Sunday, September 8, 2013

From childhood's hour I have not been As others were -- ...

Tonight it is Sail by Awolnation, and a specific poem (not the one below) to soothe my eyes and my nerves and this black hole that grows just behind my eyelashes and twists me into shapes I'd rather not see.

Maybe you've noticed the running theme in my titles, and maybe not...

Anyway. For Sire, my Ideal Reader and best absent lover.

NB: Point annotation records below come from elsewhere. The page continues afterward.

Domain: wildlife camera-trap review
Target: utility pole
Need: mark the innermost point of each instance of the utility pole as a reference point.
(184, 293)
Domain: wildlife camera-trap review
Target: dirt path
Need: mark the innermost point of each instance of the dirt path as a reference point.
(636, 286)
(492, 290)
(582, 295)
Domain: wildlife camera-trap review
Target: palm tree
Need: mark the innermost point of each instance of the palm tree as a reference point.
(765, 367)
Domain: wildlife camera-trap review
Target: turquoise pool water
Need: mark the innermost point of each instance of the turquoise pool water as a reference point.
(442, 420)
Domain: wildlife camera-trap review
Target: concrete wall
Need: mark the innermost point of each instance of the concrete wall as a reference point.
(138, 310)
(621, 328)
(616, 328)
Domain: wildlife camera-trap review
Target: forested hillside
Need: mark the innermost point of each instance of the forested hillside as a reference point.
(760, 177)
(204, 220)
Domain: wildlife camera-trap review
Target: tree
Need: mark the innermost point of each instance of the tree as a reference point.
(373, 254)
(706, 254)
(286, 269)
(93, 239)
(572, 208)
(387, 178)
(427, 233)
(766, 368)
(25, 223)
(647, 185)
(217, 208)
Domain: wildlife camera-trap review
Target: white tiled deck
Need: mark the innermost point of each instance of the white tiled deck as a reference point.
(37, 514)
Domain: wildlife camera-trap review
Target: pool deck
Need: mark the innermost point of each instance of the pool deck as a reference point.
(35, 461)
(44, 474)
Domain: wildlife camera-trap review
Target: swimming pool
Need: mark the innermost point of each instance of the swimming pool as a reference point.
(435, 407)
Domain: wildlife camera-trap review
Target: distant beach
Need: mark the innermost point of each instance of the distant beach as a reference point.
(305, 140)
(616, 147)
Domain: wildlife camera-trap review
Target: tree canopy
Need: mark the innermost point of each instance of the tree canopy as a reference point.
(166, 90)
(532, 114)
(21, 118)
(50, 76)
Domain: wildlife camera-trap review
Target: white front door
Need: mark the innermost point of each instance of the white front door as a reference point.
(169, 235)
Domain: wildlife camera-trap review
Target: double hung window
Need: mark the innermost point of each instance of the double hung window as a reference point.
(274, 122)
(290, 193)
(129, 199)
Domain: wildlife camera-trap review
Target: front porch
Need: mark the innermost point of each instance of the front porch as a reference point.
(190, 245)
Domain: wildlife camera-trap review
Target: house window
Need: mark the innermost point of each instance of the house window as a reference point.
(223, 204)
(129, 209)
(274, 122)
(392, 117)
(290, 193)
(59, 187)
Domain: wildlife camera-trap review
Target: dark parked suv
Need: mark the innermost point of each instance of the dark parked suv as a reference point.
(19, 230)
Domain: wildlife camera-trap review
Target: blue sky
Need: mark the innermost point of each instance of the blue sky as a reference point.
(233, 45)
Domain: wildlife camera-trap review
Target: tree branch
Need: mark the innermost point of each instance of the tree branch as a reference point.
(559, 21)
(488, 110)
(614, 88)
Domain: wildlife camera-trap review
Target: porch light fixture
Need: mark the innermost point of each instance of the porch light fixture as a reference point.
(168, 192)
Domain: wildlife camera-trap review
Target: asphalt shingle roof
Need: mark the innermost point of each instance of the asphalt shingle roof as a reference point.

Not Exactly A Vampire But Certainly Not Human

My wrists are bound above my head, and I am wrapped in pain and I am still somehow,
Simultaneously,
Burning and beautiful and dancing and crying and screaming into the flowers and glass
That make up my bright wishes and deep love for everything that sings silently to me when I sleep.

I am happiest when I am in pain, and at my most lonely when there is no one to punish me
For my crimes.
I dream of forced lovemaking in the water; pinned down in a pool in the dark and drowned;
Fucked and flooded with the salt of semen, ocean, and tears.

There are hands in my hair and wicked whispers that promise me everything I want
And will never have.
The stars here are so bright and sometimes I wish they would all fall down on my head
I wish they would drop into my hair, make blood run into my eyes.

I can go anywhere and I choose responsibility and escape; Gods! how I will miss
The ocean!
The sand, the tide, the perversity of her promise to kill me in a thousand ways and
Kiss me with her mouth that swallows everything and spews it back up on the beach.

Music and poetry and flowers and candles and curls and ribbon and unspoken secrets;
Follow me.
They can and do and I am not perfect, I am only beautiful to myself sometimes but I will
Never tell you when, and I will never tell anyone else either. I lie and hide and cheat myself.

Inside me where no one can touch me or hear me or see me I dream in the dark places that I
Keep quite silent.
Thrumming bass; treble-- orgasm drop; I can feel it in me like a promise made physical and cruel.
It is good; it is perfect. Love is pain, and the best pain comes with a soundtrack that screams.